STOCKHOLM (Reuters) -Automakers transporting their cars to the U.S. could face $200 to $300 per vehicle in additional costs, the CEO of car carrier Wallenius Wilhelmsen told Reuters on Wednesday, as the company seeks to pass on new U.S. port fees to customers.
Higher-than-expected U.S. port fees on foreign-built ships took effect in mid-October as part of a trade dispute between China and the U.S. That prompted Wallenius Wilhelmsen, which operates "roll-on/roll-off" carriers that ship cars and heavy machinery worldwide, to withdraw its financial outlook.

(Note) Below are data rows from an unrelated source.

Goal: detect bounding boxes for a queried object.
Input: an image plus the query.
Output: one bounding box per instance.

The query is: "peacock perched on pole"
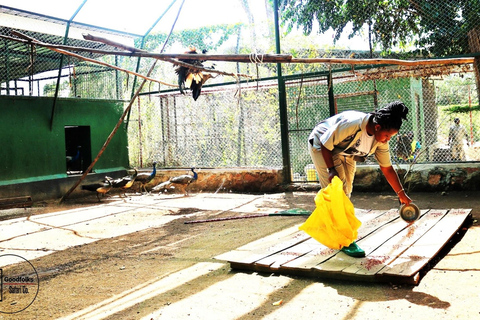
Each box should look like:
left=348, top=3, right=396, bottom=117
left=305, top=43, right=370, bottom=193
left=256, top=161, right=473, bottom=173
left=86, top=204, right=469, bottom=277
left=175, top=47, right=212, bottom=101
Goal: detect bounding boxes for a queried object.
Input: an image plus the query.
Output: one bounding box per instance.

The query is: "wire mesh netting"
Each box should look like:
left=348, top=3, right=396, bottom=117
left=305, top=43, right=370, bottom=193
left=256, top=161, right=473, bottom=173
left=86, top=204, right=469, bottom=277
left=1, top=0, right=480, bottom=182
left=129, top=83, right=282, bottom=169
left=0, top=24, right=134, bottom=98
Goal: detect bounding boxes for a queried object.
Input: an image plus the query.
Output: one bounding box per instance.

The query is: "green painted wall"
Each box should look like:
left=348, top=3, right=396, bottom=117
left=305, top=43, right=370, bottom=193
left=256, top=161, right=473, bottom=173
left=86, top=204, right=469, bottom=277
left=0, top=96, right=128, bottom=185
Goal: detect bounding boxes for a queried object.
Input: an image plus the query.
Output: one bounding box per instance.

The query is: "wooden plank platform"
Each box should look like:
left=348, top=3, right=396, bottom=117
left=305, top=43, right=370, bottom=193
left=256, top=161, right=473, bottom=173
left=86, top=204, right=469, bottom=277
left=0, top=196, right=33, bottom=210
left=215, top=208, right=471, bottom=285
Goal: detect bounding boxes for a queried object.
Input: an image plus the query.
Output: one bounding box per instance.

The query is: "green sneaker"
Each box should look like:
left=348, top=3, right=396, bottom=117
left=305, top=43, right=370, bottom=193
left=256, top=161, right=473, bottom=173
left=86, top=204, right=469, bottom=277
left=340, top=241, right=365, bottom=258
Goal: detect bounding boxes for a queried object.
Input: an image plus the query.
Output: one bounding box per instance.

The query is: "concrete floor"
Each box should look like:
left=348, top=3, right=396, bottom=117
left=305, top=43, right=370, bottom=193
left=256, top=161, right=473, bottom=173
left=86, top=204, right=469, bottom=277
left=0, top=190, right=479, bottom=319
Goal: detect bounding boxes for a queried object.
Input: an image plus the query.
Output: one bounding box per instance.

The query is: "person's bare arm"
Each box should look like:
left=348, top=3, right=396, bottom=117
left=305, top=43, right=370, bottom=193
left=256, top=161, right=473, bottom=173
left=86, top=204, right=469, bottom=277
left=379, top=165, right=412, bottom=205
left=320, top=142, right=338, bottom=182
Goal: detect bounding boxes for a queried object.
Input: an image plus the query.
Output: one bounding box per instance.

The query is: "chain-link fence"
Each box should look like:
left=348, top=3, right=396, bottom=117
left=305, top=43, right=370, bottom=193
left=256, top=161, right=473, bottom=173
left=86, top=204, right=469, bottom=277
left=0, top=22, right=133, bottom=99
left=286, top=67, right=480, bottom=182
left=128, top=81, right=283, bottom=168
left=1, top=1, right=480, bottom=181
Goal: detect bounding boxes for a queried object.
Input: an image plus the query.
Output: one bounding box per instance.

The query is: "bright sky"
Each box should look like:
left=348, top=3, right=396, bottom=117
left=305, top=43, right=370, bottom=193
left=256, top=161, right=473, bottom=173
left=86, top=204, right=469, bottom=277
left=0, top=0, right=257, bottom=35
left=1, top=0, right=370, bottom=50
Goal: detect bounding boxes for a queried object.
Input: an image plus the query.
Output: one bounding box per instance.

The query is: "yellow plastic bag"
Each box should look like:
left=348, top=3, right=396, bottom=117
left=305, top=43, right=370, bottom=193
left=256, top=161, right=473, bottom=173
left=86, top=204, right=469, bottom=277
left=299, top=176, right=361, bottom=250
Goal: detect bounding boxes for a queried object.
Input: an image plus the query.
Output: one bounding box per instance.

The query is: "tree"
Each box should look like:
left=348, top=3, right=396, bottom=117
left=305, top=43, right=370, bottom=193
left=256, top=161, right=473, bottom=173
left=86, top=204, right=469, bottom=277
left=278, top=0, right=480, bottom=57
left=414, top=0, right=480, bottom=57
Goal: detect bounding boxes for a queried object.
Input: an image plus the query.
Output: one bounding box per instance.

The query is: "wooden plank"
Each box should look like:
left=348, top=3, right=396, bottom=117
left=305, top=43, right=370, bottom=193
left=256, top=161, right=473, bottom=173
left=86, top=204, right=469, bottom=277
left=281, top=208, right=400, bottom=271
left=0, top=196, right=33, bottom=209
left=254, top=209, right=379, bottom=270
left=254, top=237, right=330, bottom=271
left=214, top=225, right=309, bottom=264
left=342, top=209, right=448, bottom=276
left=354, top=208, right=407, bottom=243
left=312, top=209, right=430, bottom=274
left=222, top=205, right=471, bottom=285
left=216, top=208, right=371, bottom=266
left=379, top=208, right=471, bottom=277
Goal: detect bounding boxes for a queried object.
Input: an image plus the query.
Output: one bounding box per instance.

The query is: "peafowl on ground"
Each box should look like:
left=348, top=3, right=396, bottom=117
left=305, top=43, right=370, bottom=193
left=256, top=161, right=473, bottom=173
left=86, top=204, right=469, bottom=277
left=105, top=168, right=138, bottom=197
left=81, top=179, right=112, bottom=201
left=135, top=162, right=157, bottom=193
left=153, top=168, right=197, bottom=196
left=120, top=168, right=138, bottom=196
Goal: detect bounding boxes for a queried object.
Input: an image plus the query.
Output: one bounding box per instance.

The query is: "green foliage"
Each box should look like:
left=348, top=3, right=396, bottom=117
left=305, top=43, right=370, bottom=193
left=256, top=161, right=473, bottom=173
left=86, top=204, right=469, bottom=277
left=42, top=79, right=71, bottom=97
left=444, top=104, right=480, bottom=113
left=415, top=0, right=480, bottom=56
left=279, top=0, right=420, bottom=53
left=42, top=82, right=57, bottom=96
left=435, top=74, right=477, bottom=106
left=278, top=0, right=480, bottom=57
left=138, top=24, right=243, bottom=52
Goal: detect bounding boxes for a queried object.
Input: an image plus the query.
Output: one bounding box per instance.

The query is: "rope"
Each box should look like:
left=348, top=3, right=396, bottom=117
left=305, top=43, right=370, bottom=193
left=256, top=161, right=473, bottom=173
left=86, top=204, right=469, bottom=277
left=249, top=52, right=264, bottom=90
left=249, top=52, right=264, bottom=64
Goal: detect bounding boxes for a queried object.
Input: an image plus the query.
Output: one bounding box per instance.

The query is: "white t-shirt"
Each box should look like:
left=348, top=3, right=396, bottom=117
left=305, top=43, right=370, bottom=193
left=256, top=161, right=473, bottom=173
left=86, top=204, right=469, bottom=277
left=340, top=130, right=375, bottom=157
left=309, top=110, right=392, bottom=167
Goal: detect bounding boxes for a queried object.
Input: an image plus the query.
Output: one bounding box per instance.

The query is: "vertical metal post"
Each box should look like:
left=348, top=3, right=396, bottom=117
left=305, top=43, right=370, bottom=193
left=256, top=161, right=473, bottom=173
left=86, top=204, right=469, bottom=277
left=236, top=27, right=245, bottom=166
left=115, top=55, right=120, bottom=100
left=468, top=28, right=480, bottom=108
left=29, top=43, right=34, bottom=95
left=50, top=0, right=88, bottom=130
left=5, top=38, right=10, bottom=94
left=274, top=0, right=291, bottom=183
left=126, top=0, right=178, bottom=129
left=368, top=23, right=378, bottom=110
left=327, top=70, right=335, bottom=116
left=160, top=97, right=166, bottom=166
left=137, top=96, right=143, bottom=167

"We're clear that this bill is an additional cost we've been given and that we need to pass on to our customers," Chief Executive Lasse Kristoffersen said.
A late-October agreement between U.S. President Donald Trump and Chinese President Xi Jinping granted a 12-month reprieve from the tit-for-tat fees on each other's ships, delaying changes that could cost shipping companies millions of dollars and disrupt vessel schedules.
But Wallenius said on Wednesday it was still unclear whether the suspension covers port fees for roll-on/roll-off carriers, and warned that its total cost exposure for the fourth quarter could reach about $100 million before mitigation measures and customer compensation.